If you are the type of person who would stare at that ball and ponder if there is any possible way of doing this, I feel sorry for you. It's a trick and a waste of time; there's no way of telling without unwinding it all and starting over. But even then, how do you know which is which? They are identical, remember? Not only is there no way of telling, but it doesn't matter. What matters is that you took these two parts and you created something whole and meaningful out of them. Before you started you may have found yourself feeling the string, observing it's colors and if you're really weird maybe even smelling it. But at the same time I'd bet you were thinking how can I roll these sons of bitches up the craziest and most ball making way? There was a plan to make something, and the materials to make them with. The motivation was the objective.

The Point

Things happen and you must make the best with what you are given. You can look at this provocation through whatever lens you want, but for the next couple of sentences I'm putting my young designer hat back on. As someone who works on a lot of digital and interactive projects, it has been my experience in observing and critiquing work on many showcase blogs that the atmosphere and intellectual processes of creating something are a lot of the times less integrated than our super duper ball of yarn. A lot of the times they look phenomenal, but make absolutely no sense. Other times they are super easy to use, but because a lack of atmospheric hierarchy, they aren't memorable. This is something I try to be constantly aware of when I am working on a project. I try to be involved in every aspect of the act of creating as possible. That means making intellectual and atmospheric decisions simultaneously. I want to make flow charts while simultaneously mocking things up in Photoshop & Illustrator, and at the same time coding that all into a working prototype.

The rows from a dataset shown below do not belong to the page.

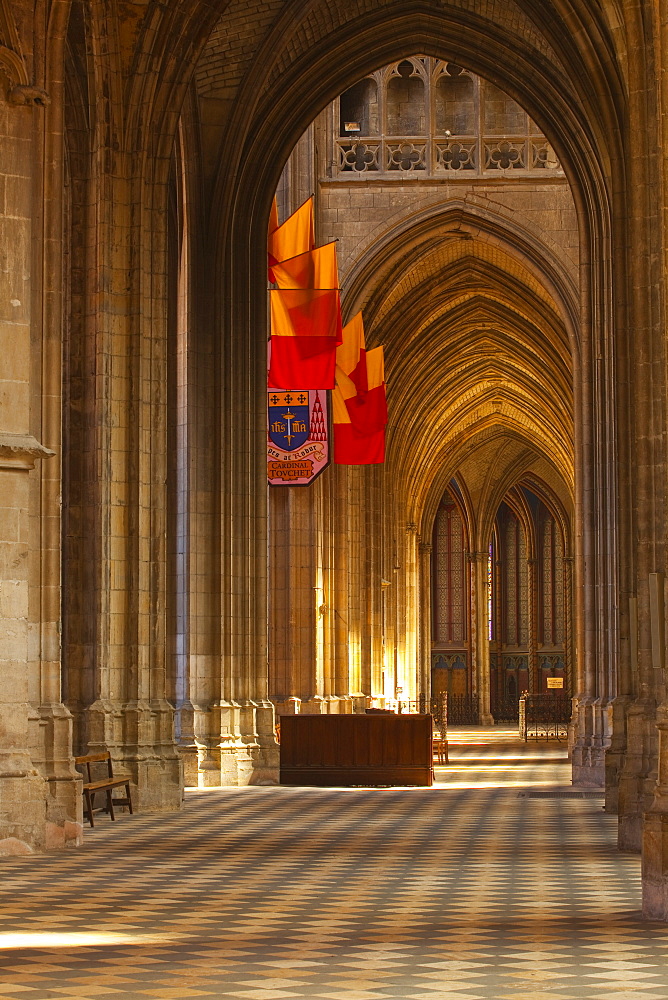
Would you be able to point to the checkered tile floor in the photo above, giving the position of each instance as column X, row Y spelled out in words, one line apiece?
column 472, row 889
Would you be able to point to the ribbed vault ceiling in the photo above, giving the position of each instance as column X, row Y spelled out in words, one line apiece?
column 479, row 367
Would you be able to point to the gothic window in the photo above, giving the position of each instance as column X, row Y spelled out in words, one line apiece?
column 359, row 109
column 450, row 605
column 405, row 102
column 455, row 103
column 428, row 115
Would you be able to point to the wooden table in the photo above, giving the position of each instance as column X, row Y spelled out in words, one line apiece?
column 356, row 750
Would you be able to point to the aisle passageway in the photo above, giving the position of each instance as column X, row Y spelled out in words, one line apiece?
column 496, row 883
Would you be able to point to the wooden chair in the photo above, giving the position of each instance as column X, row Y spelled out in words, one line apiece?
column 440, row 748
column 106, row 785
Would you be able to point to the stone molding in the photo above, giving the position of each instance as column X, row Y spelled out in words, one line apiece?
column 21, row 451
column 26, row 95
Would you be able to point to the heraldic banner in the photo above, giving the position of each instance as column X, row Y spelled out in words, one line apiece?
column 298, row 436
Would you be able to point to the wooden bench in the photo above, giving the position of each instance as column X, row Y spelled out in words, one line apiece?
column 106, row 784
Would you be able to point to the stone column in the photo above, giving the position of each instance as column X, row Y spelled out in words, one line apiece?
column 40, row 798
column 424, row 666
column 479, row 634
column 532, row 588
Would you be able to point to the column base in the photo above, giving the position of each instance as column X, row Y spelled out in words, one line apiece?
column 140, row 737
column 655, row 866
column 637, row 776
column 246, row 754
column 22, row 813
column 592, row 729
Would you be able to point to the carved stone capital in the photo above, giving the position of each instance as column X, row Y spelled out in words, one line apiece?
column 21, row 451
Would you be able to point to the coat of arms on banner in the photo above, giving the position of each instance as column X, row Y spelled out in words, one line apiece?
column 298, row 436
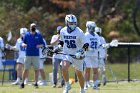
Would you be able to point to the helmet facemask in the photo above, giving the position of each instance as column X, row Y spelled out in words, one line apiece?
column 91, row 29
column 71, row 25
column 71, row 22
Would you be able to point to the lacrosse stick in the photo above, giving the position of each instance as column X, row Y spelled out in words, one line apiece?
column 113, row 75
column 46, row 50
column 113, row 43
column 9, row 37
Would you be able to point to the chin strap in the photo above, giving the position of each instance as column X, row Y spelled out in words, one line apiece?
column 85, row 46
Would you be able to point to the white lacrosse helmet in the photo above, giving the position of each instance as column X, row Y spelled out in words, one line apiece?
column 71, row 21
column 23, row 31
column 98, row 30
column 90, row 26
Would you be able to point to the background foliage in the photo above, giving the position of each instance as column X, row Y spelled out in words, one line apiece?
column 115, row 17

Sure, you can decide a button looks a certain way, but without thinking of it in the bigger picture—having a plan for what happens on :hover and is there a transition after you use it is silly. You are looking at it just as a button. You need to have a plan for that button. It's part in whatever story you are telling is far more important than simply being a flat rectangle with some text on it. You have to think about why you're giving something a certain look while simultaneously letting that look contribute to the overall plan. I like the idea of user experience designers and visual designers being great at their own things, but truly that could be a recipe for disaster if they cannot communicate well. By my definition one is the intellect and one is the atmosphere. That's why I like the meaning behind the title interaction designer. I think people who think of all aspects of something all at once are the best type of people. They are empathetic, intelligent, and able to execute ideas in the most thorough way.

I'd like to switch my hat back to the 24 year old person that is dealing with life's hardest problems to explain how atmosphere and intellect relate to all facets of life, but that would just be depressing. Instead I challenge you to take my opinions here and try and see how and why atmosphere and intellect are working together in your life to tell a story. Stories should be memorable not because of just one monumental moment. They should be memorable because of the importance of everything that lead up to that monumental moment. The best stories to me are the ones you think are over, but then something small happens that starts a bigger, better, and more exciting chain of events.

Someday I will actually explore this concept of atmospheric and intellectual processes in more depth. Not now though. My brain can't handle that right now.